Deflake messagesViewFirstContact via CI concurrency group

Root cause ---------- ci.yml fires twice on every PR — once directly via `pull_request: [main]` (producing the "Frontend Tests & Build" check) and once via `workflow_call` from docker-publish.yml (producing the "CI Gate / Frontend Tests & Build" check). Both jobs land on the same Actions runner pool at the same time and fight for CPU/RAM. Under contention, the React reconciliation in `messagesViewFirstContact.test.tsx > removes an approved contact immediately from the visible contact list` overruns its 5s waitFor timeout. This is the single test that has flaked on PRs #226, #237, #261, #262, #265, #294, #303, and the fd7d6fa push — always on the same job name ("CI Gate / Frontend Tests & Build"), never on the sibling job ("Frontend Tests & Build") on the same commit. PR #304 (which heavily touched the frontend) passed both jobs on first try. PR #303 (zero frontend changes) failed only the CI Gate job. That asymmetry is what finally pinpointed the parallel-resource-contention cause rather than anything in the test or the PRs. Fix --- .github/workflows/ci.yml — added a workflow-level concurrency group keyed on the PR head SHA (or pushed commit SHA). Both invocations against the same commit now share a group, so the second one queues instead of running in parallel. cancel-in-progress is intentionally `false` — cancelling would risk leaving a PR check stuck in "Expected" if only one of the two ever finished. Total CI time grows by ~2 min in exchange for deterministic outcomes. frontend/src/__tests__/mesh/messagesViewFirstContact.test.tsx — belt-and-suspenders bump of the waitFor timeout from 5s to 15s. The structural fix above should make the original 5s margin sufficient, but the bump removes the residual risk of brief runner load spikes inside the (now serialised) single job. The failure mode this masks would be "toast never renders", which still fails loudly at 15s. The full mesh test file (26 tests) passes locally in ~8s with the bumped timeout.
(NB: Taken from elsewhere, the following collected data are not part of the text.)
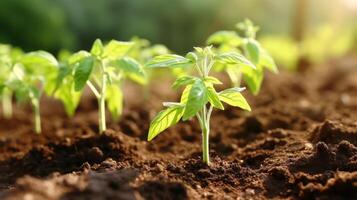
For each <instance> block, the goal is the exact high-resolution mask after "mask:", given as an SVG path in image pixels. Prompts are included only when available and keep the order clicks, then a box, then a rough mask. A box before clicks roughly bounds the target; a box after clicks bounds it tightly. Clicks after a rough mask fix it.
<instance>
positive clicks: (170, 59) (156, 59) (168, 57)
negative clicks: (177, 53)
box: [146, 54, 191, 68]
mask: <svg viewBox="0 0 357 200" xmlns="http://www.w3.org/2000/svg"><path fill="white" fill-rule="evenodd" d="M190 63H191V60H190V59H187V58H185V57H182V56H179V55H175V54H164V55H160V56H156V57H154V58H153V59H151V60H150V61H149V62H147V63H146V67H149V68H158V67H185V66H186V65H188V64H190Z"/></svg>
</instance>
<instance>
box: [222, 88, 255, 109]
mask: <svg viewBox="0 0 357 200" xmlns="http://www.w3.org/2000/svg"><path fill="white" fill-rule="evenodd" d="M243 90H244V88H230V89H226V90H223V91H221V92H220V93H218V96H219V99H220V100H221V101H223V102H225V103H227V104H228V105H231V106H236V107H239V108H242V109H243V110H247V111H251V108H250V106H249V104H248V102H247V100H245V98H244V97H243V95H242V94H241V93H240V92H241V91H243Z"/></svg>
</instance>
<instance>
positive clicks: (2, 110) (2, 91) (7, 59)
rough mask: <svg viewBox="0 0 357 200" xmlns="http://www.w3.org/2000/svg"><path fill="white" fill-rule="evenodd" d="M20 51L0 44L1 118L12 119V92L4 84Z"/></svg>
mask: <svg viewBox="0 0 357 200" xmlns="http://www.w3.org/2000/svg"><path fill="white" fill-rule="evenodd" d="M21 54H22V51H21V50H20V49H18V48H14V47H12V46H10V45H5V44H0V97H1V104H2V111H3V117H4V118H6V119H9V118H11V117H12V97H13V91H12V90H11V89H10V88H8V87H6V82H7V81H8V78H9V77H10V74H11V71H12V67H13V66H14V64H15V63H16V62H17V61H18V59H19V57H20V56H21Z"/></svg>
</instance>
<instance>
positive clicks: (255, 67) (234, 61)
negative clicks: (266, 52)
mask: <svg viewBox="0 0 357 200" xmlns="http://www.w3.org/2000/svg"><path fill="white" fill-rule="evenodd" d="M215 58H216V60H217V61H218V62H220V63H224V64H237V65H240V66H246V67H251V68H253V69H255V68H256V67H255V65H254V64H253V63H251V62H250V61H249V60H248V59H247V58H245V57H244V56H243V55H241V54H239V53H237V52H227V53H221V54H218V55H217V56H216V57H215Z"/></svg>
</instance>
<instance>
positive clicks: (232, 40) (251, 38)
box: [207, 19, 278, 95]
2026-07-12 23:16:38 +02:00 · 2026-05-22 17:36:33 -06:00
parent b01a69c172
commit 44e9b38ac2
2 changed files with 37 additions and 6 deletions
@@ -7,6 +7,28 @@ on:
    branches: [main]
  workflow_call:

+# CI flake mitigation:
+# ci.yml is triggered TWICE per PR on the same commit — once directly via
+# the `pull_request` trigger above ("Frontend Tests & Build" check) and once
+# via `workflow_call` from docker-publish.yml ("CI Gate / Frontend Tests &
+# Build" check). Both jobs land on the same Actions runner pool at the same
+# time and fight for CPU/RAM. Under contention, React's reconciliation in
+# `messagesViewFirstContact.test.tsx > removes an approved contact …`
+# overruns its 5s waitFor timeout — that's the single failure mode we've
+# seen flake on PRs #226, #237, #261, #262, #265, #294, #303, and the
+# fd7d6fa push. Backend tests and every other frontend test pass under
+# the same conditions, which is what made this look random.
+#
+# Pinning a concurrency group on the SHA (PR head, or the pushed commit
+# for main) serializes the two invocations so neither starves the other.
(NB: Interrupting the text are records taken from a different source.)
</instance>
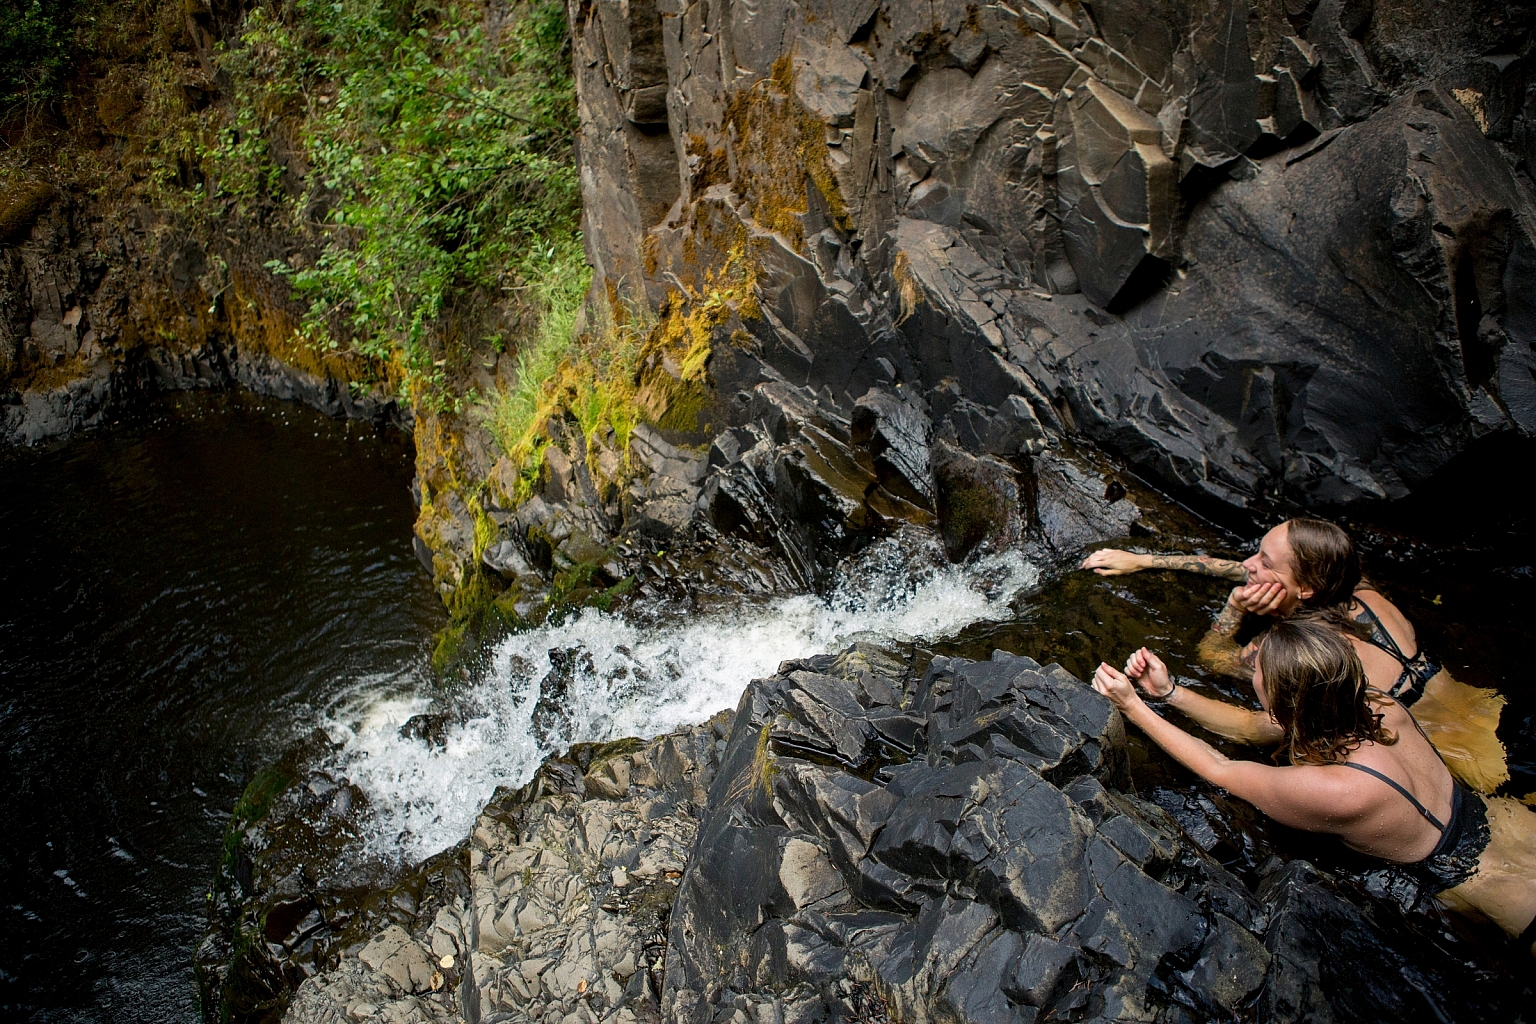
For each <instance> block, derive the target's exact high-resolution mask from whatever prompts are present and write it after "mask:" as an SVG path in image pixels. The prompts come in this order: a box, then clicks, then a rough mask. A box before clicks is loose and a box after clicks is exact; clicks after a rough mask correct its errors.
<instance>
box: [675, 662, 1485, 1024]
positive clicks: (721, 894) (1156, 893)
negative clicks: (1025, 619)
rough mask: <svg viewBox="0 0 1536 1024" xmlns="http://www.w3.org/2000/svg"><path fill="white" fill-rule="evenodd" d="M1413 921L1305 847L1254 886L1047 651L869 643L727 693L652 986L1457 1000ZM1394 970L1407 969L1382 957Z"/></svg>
mask: <svg viewBox="0 0 1536 1024" xmlns="http://www.w3.org/2000/svg"><path fill="white" fill-rule="evenodd" d="M1442 947H1444V941H1442V940H1441V938H1439V935H1436V932H1435V927H1433V924H1425V921H1424V920H1413V921H1410V920H1409V918H1404V917H1402V915H1401V913H1399V912H1396V909H1395V907H1393V906H1392V904H1390V903H1375V901H1372V900H1370V898H1369V897H1364V895H1362V894H1359V892H1356V890H1353V889H1350V887H1347V886H1342V884H1339V883H1338V881H1335V880H1333V878H1330V877H1327V875H1324V874H1321V872H1319V870H1316V869H1315V867H1312V866H1310V864H1307V863H1306V861H1292V863H1290V864H1287V866H1284V867H1278V861H1276V866H1272V867H1270V869H1269V874H1267V875H1266V877H1264V880H1263V883H1261V884H1260V886H1258V887H1256V890H1250V889H1249V887H1247V886H1244V883H1243V881H1240V880H1238V878H1236V877H1235V875H1232V874H1230V872H1229V870H1226V869H1224V867H1223V866H1221V864H1220V863H1217V861H1215V860H1213V858H1210V857H1209V855H1207V854H1204V852H1203V849H1201V846H1200V844H1197V843H1195V841H1193V840H1190V838H1189V835H1187V834H1186V832H1184V831H1183V829H1181V827H1180V824H1178V823H1177V821H1175V820H1174V817H1172V815H1170V814H1167V812H1166V811H1163V809H1161V808H1158V806H1157V804H1154V803H1149V801H1146V800H1141V798H1138V797H1137V795H1135V792H1134V788H1132V778H1130V775H1129V768H1127V760H1126V746H1124V735H1123V725H1121V722H1120V717H1118V714H1117V712H1114V711H1112V709H1111V706H1109V705H1107V702H1104V700H1103V699H1101V697H1098V695H1097V694H1094V692H1092V689H1091V688H1087V686H1086V685H1083V683H1081V682H1080V680H1077V679H1075V677H1072V676H1071V674H1068V672H1066V671H1064V669H1061V668H1060V666H1055V665H1051V666H1041V665H1038V663H1037V662H1034V660H1031V659H1025V657H1015V656H1008V654H1003V652H997V654H994V657H992V659H991V660H989V662H965V660H960V659H934V660H932V663H931V665H928V668H926V671H923V672H920V674H919V672H915V671H914V665H912V662H911V660H909V657H903V656H900V654H894V652H889V651H882V649H876V648H869V646H856V648H851V649H848V651H843V652H842V654H839V656H825V657H816V659H808V660H805V662H791V663H785V665H783V666H782V669H780V672H779V674H777V676H774V677H773V679H768V680H759V682H754V683H753V685H751V686H750V688H748V691H746V694H745V695H743V699H742V705H740V709H739V712H737V717H736V722H734V726H733V731H731V738H730V745H728V746H727V749H725V752H723V755H722V758H720V768H719V772H717V775H716V780H714V785H713V788H711V791H710V804H708V809H707V811H705V814H703V818H702V821H700V826H699V843H697V847H696V849H694V852H693V858H691V861H690V866H688V870H687V874H685V875H684V880H682V887H680V890H679V894H677V903H676V907H674V910H673V917H671V940H670V947H668V958H667V979H665V989H664V992H662V1009H664V1013H665V1015H667V1016H668V1019H673V1018H674V1019H679V1021H688V1022H699V1021H728V1019H730V1021H734V1019H754V1018H757V1019H762V1018H763V1016H765V1015H766V1016H771V1019H783V1021H806V1022H809V1021H825V1019H845V1018H856V1019H909V1021H928V1019H965V1021H1037V1019H1106V1021H1206V1019H1233V1018H1241V1019H1261V1021H1301V1019H1341V1021H1342V1019H1370V1021H1376V1019H1379V1021H1389V1019H1419V1018H1425V1016H1438V1018H1441V1019H1479V1018H1481V1016H1482V1015H1484V1013H1490V1012H1493V1013H1496V1012H1498V1010H1496V1009H1495V1007H1496V1006H1498V999H1499V998H1501V996H1499V995H1498V993H1496V992H1495V990H1491V989H1490V987H1488V986H1487V984H1484V983H1485V981H1487V979H1485V978H1479V976H1478V972H1475V970H1470V969H1468V967H1467V966H1465V964H1462V963H1456V961H1455V960H1453V958H1450V956H1447V953H1445V952H1444V949H1442ZM1409 976H1412V978H1415V979H1416V984H1405V983H1404V978H1409Z"/></svg>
+# We use cancel-in-progress: false so the second one queues instead of
+# cancelling — cancelling could leave the PR check stuck "Expected" if
+# only one of the two ever finishes. Total CI time grows by ~2 min in
+# exchange for deterministic outcomes.
+concurrency:
+  group: ci-${{ github.event.pull_request.head.sha || github.sha }}
+  cancel-in-progress: false
+
 jobs:
  frontend:
    name: Frontend Tests & Build